La retenue des Sénégalais a été saluée par l’ensemble des candidats, « fiers » de leurs concitoyens. « Ils ont donné une leçon de démocratie aux porteurs de violence », a déclaré Macky Sall. De son côté, Abdoulaye Wade a félicité son peuple pour avoir voté « dans la dignité et le calme », alors qu’il a été accueilli sous les huées au bureau de vote à Dakar. Déstabilisé, il en a oublié sa carte d’électeur sur place.
Depuis la semaine dernière, un sentiment de sérénité règne dans le pays. A Dakar, la vie a repris son cours et la perspective de débordements, évoquée en cas de réélection du Président au premier tour, s’est éloignée. Le rejet du régime en place s’est déplacé de la rue vers les urnes, pour une transition pacifique et démocratique.
Autre satisfaction, le scrutin n’a pas souffert d’irrégularités majeures. Thijs Berman, chef de la mission d’observation européenne, a jugé que « l’élection a dans l’ensemble été organisée de façon adéquate, même s’il y eut des défaillances ici ou là ». Les parlementaires européens regrettent notamment un manque de transparence et la lenteur de la divulgation des résultats provisoires officiels, sources de tensions.
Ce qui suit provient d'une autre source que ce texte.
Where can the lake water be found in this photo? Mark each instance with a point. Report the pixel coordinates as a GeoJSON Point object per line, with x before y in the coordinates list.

Wade, en position de faiblesse
Le second tour s’annonce délicat pour Wade. Hormis les abstentionnistes, il ne dispose plus de réserve de voix. En position de faiblesse, il souhaite « explorer toutes les possibilités d’entente avec d’autres forces politiques ». Un geste interprété par ses opposants comme un aveu d’impuissance.Depuis la validation de sa candidature par le Conseil constitutionnel, l’opposition fait bloc contre le président vieillissant. Les principaux opposants ont promis de s’unir derrière le candidat le mieux placé pour le second tour. Leur mot d’ordre : « Tout, sauf Wade ». Ils ont annoncé qu’ils ne reconnaîtraient pas une éventuelle victoire de « Gorgui ».
Le principal challenger d’Abdoulaye Wade, Macky Sall, paraît bien placé pour lui succéder. « Sall a le potentiel pour rallier à lui une opposition divisée, expose Philippe Hugon, directeur de recherche à l’Institut des relations internationales et stratégiques et spécialiste de l’Afrique. Il n’a pas beaucoup de charisme mais il est très compétent et capable d’apaiser les tensions. » Si le président Wade tombe, il estime « qu’on entrera dans la normalisation d’une alternance qui a toujours caractérisé le Sénégal ».
Pour autant, Macky Sall n’est pas un candidat idéal. Sa présente notoriété est la conséquence d’un rejet massif du Président actuel, non d’une validation de son projet politique, assez confus. S’il veut être crédible, il va devoir clarifier son programme avant le 25 mars, date du second round.